Emily Ruiz, the daughter of Guatemalan immigrants living in New York without documentation, had spent five months recuperating from asthma while visiting with her grandparents in Guatemala, Sperling said. When her grandfather accompanied her on a flight back to the United States on March 11, he was stopped by a customs official at Dulles International Airport in suburban Virginia for an immigration violation dating back some 20 years, the lawyer said.
He was denied entry into the United States, and that placed Emily in the middle of an immigration quagmire. According to her family, immigration officials gave her parents two options: Emily could be sent to Guatemala with her grandfather, or she could be turned over to state custody.

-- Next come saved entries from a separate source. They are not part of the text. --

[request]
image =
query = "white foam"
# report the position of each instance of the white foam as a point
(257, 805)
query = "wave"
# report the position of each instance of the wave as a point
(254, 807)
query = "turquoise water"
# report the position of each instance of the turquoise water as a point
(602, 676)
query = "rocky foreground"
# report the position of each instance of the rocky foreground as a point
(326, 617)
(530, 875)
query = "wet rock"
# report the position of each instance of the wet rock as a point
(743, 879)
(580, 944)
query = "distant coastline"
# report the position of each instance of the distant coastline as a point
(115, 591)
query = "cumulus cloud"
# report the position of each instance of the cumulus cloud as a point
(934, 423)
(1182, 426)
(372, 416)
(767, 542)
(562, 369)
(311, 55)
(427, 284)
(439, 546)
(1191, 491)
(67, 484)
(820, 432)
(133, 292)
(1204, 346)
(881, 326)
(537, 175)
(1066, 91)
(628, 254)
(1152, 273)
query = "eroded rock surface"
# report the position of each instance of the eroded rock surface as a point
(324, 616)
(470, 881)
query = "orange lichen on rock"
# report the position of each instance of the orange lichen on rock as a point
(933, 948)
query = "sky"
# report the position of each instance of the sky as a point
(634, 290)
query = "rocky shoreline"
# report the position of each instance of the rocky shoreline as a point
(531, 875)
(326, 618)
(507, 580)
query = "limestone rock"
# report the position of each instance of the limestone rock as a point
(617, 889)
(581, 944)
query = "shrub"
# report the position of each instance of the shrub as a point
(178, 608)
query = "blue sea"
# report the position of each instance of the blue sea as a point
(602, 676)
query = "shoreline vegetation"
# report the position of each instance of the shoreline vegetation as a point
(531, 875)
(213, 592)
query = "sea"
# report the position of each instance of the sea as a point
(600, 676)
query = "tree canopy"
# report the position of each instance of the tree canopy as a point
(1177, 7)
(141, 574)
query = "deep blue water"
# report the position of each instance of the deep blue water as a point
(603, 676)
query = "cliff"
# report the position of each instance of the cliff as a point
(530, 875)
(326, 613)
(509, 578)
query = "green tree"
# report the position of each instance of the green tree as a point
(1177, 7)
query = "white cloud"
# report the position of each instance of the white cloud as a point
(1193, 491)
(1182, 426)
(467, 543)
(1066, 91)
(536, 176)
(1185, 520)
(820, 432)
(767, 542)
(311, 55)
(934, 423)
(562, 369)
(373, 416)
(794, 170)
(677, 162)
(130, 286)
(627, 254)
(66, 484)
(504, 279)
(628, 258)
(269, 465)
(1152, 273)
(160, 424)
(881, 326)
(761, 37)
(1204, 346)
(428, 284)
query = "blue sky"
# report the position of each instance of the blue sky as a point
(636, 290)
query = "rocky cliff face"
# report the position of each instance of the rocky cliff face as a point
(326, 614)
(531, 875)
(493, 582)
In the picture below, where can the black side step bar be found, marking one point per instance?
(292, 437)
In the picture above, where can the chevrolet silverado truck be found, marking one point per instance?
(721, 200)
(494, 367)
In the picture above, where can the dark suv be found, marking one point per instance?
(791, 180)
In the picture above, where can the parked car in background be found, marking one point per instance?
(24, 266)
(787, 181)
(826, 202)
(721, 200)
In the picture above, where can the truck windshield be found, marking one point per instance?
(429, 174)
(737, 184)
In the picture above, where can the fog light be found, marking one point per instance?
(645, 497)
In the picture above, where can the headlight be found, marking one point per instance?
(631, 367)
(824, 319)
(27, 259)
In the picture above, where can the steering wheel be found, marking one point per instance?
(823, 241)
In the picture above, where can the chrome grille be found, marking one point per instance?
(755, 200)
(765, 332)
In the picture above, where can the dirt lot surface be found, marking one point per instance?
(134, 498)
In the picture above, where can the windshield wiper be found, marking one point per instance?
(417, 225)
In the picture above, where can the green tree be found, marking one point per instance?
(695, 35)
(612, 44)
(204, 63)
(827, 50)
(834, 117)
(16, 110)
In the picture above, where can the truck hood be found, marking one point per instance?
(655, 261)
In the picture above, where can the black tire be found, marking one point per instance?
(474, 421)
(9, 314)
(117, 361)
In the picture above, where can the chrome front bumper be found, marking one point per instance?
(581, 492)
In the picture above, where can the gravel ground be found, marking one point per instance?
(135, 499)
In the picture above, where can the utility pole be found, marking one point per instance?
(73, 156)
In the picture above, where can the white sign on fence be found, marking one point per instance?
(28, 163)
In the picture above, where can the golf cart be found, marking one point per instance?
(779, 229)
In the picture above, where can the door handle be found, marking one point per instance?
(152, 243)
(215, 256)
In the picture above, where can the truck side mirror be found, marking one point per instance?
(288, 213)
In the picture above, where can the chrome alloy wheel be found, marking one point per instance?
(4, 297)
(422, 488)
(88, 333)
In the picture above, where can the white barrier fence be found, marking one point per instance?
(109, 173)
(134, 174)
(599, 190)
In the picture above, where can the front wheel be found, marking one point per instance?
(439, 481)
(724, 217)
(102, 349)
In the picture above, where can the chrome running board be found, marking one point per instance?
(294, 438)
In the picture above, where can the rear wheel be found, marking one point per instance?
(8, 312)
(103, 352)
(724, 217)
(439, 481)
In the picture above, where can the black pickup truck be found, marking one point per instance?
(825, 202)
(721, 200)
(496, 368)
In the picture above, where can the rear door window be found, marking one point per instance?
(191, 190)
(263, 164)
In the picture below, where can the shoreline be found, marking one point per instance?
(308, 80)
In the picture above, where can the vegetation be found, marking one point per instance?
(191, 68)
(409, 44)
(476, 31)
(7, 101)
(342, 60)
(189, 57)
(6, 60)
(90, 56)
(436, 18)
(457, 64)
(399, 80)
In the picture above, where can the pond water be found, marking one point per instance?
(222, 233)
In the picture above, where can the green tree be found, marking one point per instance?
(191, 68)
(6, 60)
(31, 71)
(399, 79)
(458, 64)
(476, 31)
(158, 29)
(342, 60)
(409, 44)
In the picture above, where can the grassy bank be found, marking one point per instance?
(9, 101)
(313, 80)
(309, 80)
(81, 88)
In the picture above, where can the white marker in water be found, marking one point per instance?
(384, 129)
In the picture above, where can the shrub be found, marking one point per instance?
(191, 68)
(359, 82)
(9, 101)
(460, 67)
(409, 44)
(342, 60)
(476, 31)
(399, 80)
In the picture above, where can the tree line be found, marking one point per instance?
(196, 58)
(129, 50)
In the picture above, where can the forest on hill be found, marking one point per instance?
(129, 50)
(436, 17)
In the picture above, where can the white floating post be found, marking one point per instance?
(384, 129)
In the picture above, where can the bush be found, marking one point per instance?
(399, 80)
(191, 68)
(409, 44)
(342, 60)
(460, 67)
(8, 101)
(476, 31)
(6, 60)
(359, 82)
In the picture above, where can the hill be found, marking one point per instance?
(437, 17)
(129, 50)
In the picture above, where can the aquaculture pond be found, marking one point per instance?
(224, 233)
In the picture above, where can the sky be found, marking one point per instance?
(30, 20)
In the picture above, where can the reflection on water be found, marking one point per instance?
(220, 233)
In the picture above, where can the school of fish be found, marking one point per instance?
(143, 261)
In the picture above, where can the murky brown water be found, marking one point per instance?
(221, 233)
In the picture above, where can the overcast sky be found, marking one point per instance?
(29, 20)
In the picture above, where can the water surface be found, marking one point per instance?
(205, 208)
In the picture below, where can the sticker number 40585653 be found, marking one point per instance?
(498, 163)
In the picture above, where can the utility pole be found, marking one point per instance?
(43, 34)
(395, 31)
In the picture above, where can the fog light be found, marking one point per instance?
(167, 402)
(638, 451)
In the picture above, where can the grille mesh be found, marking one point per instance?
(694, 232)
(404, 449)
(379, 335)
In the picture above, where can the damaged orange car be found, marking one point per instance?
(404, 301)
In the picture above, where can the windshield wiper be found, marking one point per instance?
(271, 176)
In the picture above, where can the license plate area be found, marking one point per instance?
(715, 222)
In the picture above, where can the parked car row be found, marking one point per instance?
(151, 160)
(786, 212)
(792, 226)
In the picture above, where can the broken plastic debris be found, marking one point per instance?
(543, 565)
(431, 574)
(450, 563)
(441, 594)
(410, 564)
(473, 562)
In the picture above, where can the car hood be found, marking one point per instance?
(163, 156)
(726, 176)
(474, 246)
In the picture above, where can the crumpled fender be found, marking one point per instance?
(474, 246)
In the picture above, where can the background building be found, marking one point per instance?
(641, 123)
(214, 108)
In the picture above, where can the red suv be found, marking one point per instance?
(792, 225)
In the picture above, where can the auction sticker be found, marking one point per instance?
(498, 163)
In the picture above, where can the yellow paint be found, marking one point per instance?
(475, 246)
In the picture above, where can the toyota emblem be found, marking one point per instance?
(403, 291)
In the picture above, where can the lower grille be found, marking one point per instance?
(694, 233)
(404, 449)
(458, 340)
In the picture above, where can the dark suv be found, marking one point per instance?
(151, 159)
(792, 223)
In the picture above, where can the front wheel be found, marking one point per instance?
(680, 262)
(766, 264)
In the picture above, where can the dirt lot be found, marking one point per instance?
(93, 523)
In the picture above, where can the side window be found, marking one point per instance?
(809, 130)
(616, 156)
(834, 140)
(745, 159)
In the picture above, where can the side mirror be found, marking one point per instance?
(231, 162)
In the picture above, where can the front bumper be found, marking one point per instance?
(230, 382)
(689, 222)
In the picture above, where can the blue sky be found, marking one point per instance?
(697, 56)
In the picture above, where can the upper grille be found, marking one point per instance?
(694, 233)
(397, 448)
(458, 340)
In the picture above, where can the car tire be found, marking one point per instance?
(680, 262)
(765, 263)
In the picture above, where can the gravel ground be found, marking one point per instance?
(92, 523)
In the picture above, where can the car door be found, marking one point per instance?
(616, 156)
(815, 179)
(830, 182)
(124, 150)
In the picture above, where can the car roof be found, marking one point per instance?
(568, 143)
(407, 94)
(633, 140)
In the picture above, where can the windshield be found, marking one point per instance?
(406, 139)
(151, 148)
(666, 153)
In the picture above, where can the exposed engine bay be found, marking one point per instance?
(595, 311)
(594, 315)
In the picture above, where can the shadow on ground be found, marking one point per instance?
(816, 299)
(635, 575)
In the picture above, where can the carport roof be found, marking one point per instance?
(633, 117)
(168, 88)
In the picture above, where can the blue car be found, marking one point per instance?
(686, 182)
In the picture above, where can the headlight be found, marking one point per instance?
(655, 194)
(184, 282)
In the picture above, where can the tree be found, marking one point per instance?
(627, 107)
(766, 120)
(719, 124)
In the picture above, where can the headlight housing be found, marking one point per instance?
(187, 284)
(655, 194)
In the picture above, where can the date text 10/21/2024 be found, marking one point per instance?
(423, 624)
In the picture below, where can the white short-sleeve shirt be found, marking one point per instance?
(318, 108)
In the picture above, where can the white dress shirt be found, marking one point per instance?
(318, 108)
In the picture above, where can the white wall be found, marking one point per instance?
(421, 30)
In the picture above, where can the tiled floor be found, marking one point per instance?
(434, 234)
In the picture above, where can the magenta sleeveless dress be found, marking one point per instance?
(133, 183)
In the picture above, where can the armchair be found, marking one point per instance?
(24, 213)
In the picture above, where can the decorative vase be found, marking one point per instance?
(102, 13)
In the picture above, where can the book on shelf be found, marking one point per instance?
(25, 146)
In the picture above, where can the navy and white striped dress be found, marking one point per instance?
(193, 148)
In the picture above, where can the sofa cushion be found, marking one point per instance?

She returned to Central America.
"She was basically deported to Guatemala, not in the legal sense, but effectively this is what happened," Sperling said. "We're not here to criticize the government; really, we do not know who is responsible for this."
U.S. Customs and Border Protection said last week that they offered to have the parents pick Emily up.
"CBP strives to reunite U.S. citizen children with their parents. If the parents choose not to take custody of their children, CBP works with other agencies to ensure the children's safety and well being, up to and including releasing them into the custody of other relatives," spokesman Lloyd M. Sterling said. "In this case, the parents were offered to pick up the child, but elected to have her returned to Guatemala with her grandfather."
Officials say they gave Emily's father the opportunity to pick her up, because she is a U.S. citizen. The father, who speaks limited English, said he did not understand if that was indeed offered.